Commission OKs funding for Sheriff’s animal control officer plan

Published 10:47 pm Monday, March 20, 2017

In a split vote Monday night, members of the Carter County Commission approved funding for a plan to provide around-the-clock animal control officers for the county.
Commissioners voted 16-6 to allocate up to $35,000 for the remainder of the 2016-17 year to get the program up and running.
The Budget Committee previously endorsed the proposal by Carter County Sheriff Dexter Lunceford. On Monday night, Budget Committee Chairwoman Sonja Culler asked the full Commission to approve the recommendation by the Committee.
Lunceford and Animal Shelter Director Shannon Posada also spoke to the Commission regarding the proposal. Last year, Lunceford said, Carter County 911 received and dispatched around 1,200 animal control calls.
“This will give us animal control in the county 24 hours a day, seven days a week for somewhere in the neighborhood of $39,000 a year,” Lunceford said.
Under Lunceford’s plan, the Sheriff’s Office will train five sworn officers from the jail to work a rotation on an on-call basis to respond to animal control calls dispatched through 911 or calls where an officer requests them to respond. By using the officers on a rotating on-call basis, Lunceford said the county could have full-time coverage for a fraction of the costs of having to hire full-time animal control officers.

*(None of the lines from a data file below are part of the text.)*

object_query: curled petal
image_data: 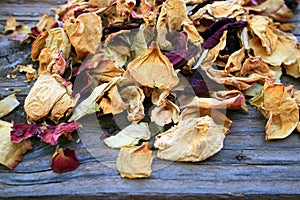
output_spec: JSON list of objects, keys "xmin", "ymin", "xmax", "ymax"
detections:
[{"xmin": 51, "ymin": 148, "xmax": 79, "ymax": 173}]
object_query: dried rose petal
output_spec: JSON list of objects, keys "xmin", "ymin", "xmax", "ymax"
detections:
[
  {"xmin": 202, "ymin": 20, "xmax": 247, "ymax": 49},
  {"xmin": 11, "ymin": 121, "xmax": 80, "ymax": 145},
  {"xmin": 63, "ymin": 13, "xmax": 102, "ymax": 59},
  {"xmin": 154, "ymin": 116, "xmax": 228, "ymax": 162},
  {"xmin": 0, "ymin": 120, "xmax": 32, "ymax": 169},
  {"xmin": 51, "ymin": 148, "xmax": 79, "ymax": 173},
  {"xmin": 2, "ymin": 16, "xmax": 19, "ymax": 35},
  {"xmin": 17, "ymin": 64, "xmax": 37, "ymax": 82},
  {"xmin": 31, "ymin": 13, "xmax": 55, "ymax": 36},
  {"xmin": 116, "ymin": 142, "xmax": 154, "ymax": 178},
  {"xmin": 103, "ymin": 122, "xmax": 151, "ymax": 148},
  {"xmin": 38, "ymin": 121, "xmax": 80, "ymax": 145},
  {"xmin": 250, "ymin": 81, "xmax": 299, "ymax": 140},
  {"xmin": 24, "ymin": 73, "xmax": 77, "ymax": 124},
  {"xmin": 156, "ymin": 0, "xmax": 203, "ymax": 51},
  {"xmin": 11, "ymin": 123, "xmax": 40, "ymax": 143},
  {"xmin": 0, "ymin": 94, "xmax": 20, "ymax": 118},
  {"xmin": 124, "ymin": 42, "xmax": 179, "ymax": 90}
]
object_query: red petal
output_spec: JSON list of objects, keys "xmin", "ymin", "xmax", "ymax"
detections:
[
  {"xmin": 51, "ymin": 148, "xmax": 79, "ymax": 173},
  {"xmin": 38, "ymin": 121, "xmax": 79, "ymax": 145},
  {"xmin": 11, "ymin": 124, "xmax": 39, "ymax": 143}
]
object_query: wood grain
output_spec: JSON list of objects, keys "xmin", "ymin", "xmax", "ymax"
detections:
[{"xmin": 0, "ymin": 0, "xmax": 300, "ymax": 199}]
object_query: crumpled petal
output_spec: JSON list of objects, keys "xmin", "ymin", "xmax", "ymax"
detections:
[
  {"xmin": 284, "ymin": 56, "xmax": 300, "ymax": 78},
  {"xmin": 249, "ymin": 30, "xmax": 300, "ymax": 66},
  {"xmin": 151, "ymin": 100, "xmax": 180, "ymax": 126},
  {"xmin": 0, "ymin": 94, "xmax": 20, "ymax": 118},
  {"xmin": 24, "ymin": 73, "xmax": 77, "ymax": 123},
  {"xmin": 68, "ymin": 77, "xmax": 121, "ymax": 122},
  {"xmin": 116, "ymin": 142, "xmax": 154, "ymax": 179},
  {"xmin": 178, "ymin": 90, "xmax": 247, "ymax": 111},
  {"xmin": 124, "ymin": 42, "xmax": 179, "ymax": 90},
  {"xmin": 0, "ymin": 120, "xmax": 32, "ymax": 169},
  {"xmin": 45, "ymin": 28, "xmax": 71, "ymax": 59},
  {"xmin": 180, "ymin": 106, "xmax": 232, "ymax": 132},
  {"xmin": 250, "ymin": 81, "xmax": 299, "ymax": 140},
  {"xmin": 99, "ymin": 85, "xmax": 128, "ymax": 115},
  {"xmin": 238, "ymin": 57, "xmax": 278, "ymax": 81},
  {"xmin": 131, "ymin": 0, "xmax": 152, "ymax": 18},
  {"xmin": 254, "ymin": 0, "xmax": 293, "ymax": 22},
  {"xmin": 103, "ymin": 122, "xmax": 151, "ymax": 148},
  {"xmin": 2, "ymin": 16, "xmax": 20, "ymax": 35},
  {"xmin": 120, "ymin": 86, "xmax": 145, "ymax": 123},
  {"xmin": 156, "ymin": 0, "xmax": 203, "ymax": 51},
  {"xmin": 31, "ymin": 31, "xmax": 49, "ymax": 61},
  {"xmin": 190, "ymin": 0, "xmax": 246, "ymax": 21},
  {"xmin": 31, "ymin": 13, "xmax": 55, "ymax": 36},
  {"xmin": 225, "ymin": 48, "xmax": 245, "ymax": 73},
  {"xmin": 38, "ymin": 121, "xmax": 80, "ymax": 145},
  {"xmin": 51, "ymin": 148, "xmax": 80, "ymax": 173},
  {"xmin": 63, "ymin": 13, "xmax": 102, "ymax": 59},
  {"xmin": 247, "ymin": 15, "xmax": 278, "ymax": 55},
  {"xmin": 11, "ymin": 121, "xmax": 80, "ymax": 145},
  {"xmin": 154, "ymin": 116, "xmax": 227, "ymax": 162},
  {"xmin": 17, "ymin": 64, "xmax": 37, "ymax": 82},
  {"xmin": 205, "ymin": 67, "xmax": 265, "ymax": 90},
  {"xmin": 101, "ymin": 30, "xmax": 131, "ymax": 68}
]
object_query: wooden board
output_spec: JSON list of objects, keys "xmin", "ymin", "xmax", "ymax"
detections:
[{"xmin": 0, "ymin": 0, "xmax": 300, "ymax": 199}]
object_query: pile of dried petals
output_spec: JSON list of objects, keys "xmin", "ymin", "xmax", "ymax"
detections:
[{"xmin": 0, "ymin": 0, "xmax": 300, "ymax": 178}]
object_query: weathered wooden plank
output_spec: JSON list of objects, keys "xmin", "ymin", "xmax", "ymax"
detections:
[
  {"xmin": 3, "ymin": 177, "xmax": 299, "ymax": 197},
  {"xmin": 0, "ymin": 0, "xmax": 300, "ymax": 199}
]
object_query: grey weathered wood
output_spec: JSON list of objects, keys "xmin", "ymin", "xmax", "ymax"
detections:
[{"xmin": 0, "ymin": 0, "xmax": 300, "ymax": 199}]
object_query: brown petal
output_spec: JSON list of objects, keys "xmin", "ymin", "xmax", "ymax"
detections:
[
  {"xmin": 154, "ymin": 116, "xmax": 228, "ymax": 162},
  {"xmin": 24, "ymin": 73, "xmax": 77, "ymax": 123},
  {"xmin": 51, "ymin": 148, "xmax": 79, "ymax": 173},
  {"xmin": 125, "ymin": 42, "xmax": 179, "ymax": 90},
  {"xmin": 250, "ymin": 81, "xmax": 299, "ymax": 140},
  {"xmin": 0, "ymin": 94, "xmax": 20, "ymax": 118},
  {"xmin": 116, "ymin": 142, "xmax": 153, "ymax": 179},
  {"xmin": 0, "ymin": 120, "xmax": 32, "ymax": 169},
  {"xmin": 63, "ymin": 13, "xmax": 102, "ymax": 59}
]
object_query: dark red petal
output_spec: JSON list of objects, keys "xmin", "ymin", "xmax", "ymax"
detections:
[
  {"xmin": 51, "ymin": 148, "xmax": 79, "ymax": 173},
  {"xmin": 10, "ymin": 124, "xmax": 39, "ymax": 143},
  {"xmin": 38, "ymin": 121, "xmax": 79, "ymax": 145}
]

In addition to answering calls in the county, Lunceford said the animal control officers would also respond to calls for service in the City of Elizabethton after an Elizabethton Police Department officer has responded to the call and requested animal control to be called.
“The Elizabethton officers have the authority to enforce city ordinance, we do not,” Lunceford said.
Commissioner Willie Campbell asked if the animal control officers would respond to calls within the city would the City of Elizabethton share in the cost of the program. Carter County Mayor Leon Humphrey responded by saying the County has a signed agreement with the City of Elizabethton that the city will pay half of the costs to operate the animal shelter.
The largest portion of the funding approved Monday night will be for the purchase of a truck for use by the animal control officers and the startup equipment. After this initial set up, Lunceford said the only annual cost would be for the $500 monthly stipend paid to the officers.
Lunceford said if the funding is approved he is hoping to start the program by April 1, barring any delays in obtaining the vehicle and getting the officers selected and trained.
Posada explained the types of situations that she and other shelter staff have encountered when they respond to an animal control call.
“These calls send us into homes that are drug related at all hours of the day and all hours of the night,” Posada said. “We’ve been into places we’ve had to have Haz Mat crews come to get the animals out.”
“It’s just not safe out there for us,” she added.
Some members of the Commission asked whether the Sheriff’s plan had been presented to the Animal Shelter Advisory Board.
Mike Barnett, Chairman of the Animal Shelter Advisory Board, was in attendance at Monday’s meeting and he shared the Board’s stance on the proposal with the Commission.
“We’ve had this discussion over a period of time that we are concerned with the safety of our staff,” Barnett said, adding staff safety has always been a “heavy burden” but funding was not available for animal control. “We do believe this is a good solution to get us started being better overseers of these animals.”
Earlier in the Commission meeting, Commissioner Larry ‘Doc’ Miller spoke about getting a School Resource Officer at Little Milligan Elementary, saying he had been told funding was not available to put an officer at the school. During the discussion on the animal control funding, Miller questioned spending the county’s money for the proposal.
“We ought to think more of human lives than we do of cats and dogs,” Miller said. “We can give money to the cats and dogs but that issue before we can’t give any money to?”
Other Commissioners questioned the liability the county faced in allowing animal shelter employees, who are not sworn officers, respond to people’s homes on animal control calls.
When the matter came to a vote, it approved by a margin of 16-6. Those voting in favor of the proposal were: Buford Peters, Nancy Brown, Al Meehan, Bradley Johnson, Ronnie Trivett, Charles VonCannon, Isaiah Grindstaff, L. C. Tester, Danny Ward, Ross Garland, Timothy Holdren, Randall Jenkins, Sonja Culler, Ray Lyons, Kelly Collins, and Cody McQueen. Those voting against the proposal were: Willie Campbell, Dr. Robert Acuff, Mike Hill, Bobbie Gouge-Dietz, John Lewis, and Larry ‘Doc’ Miller.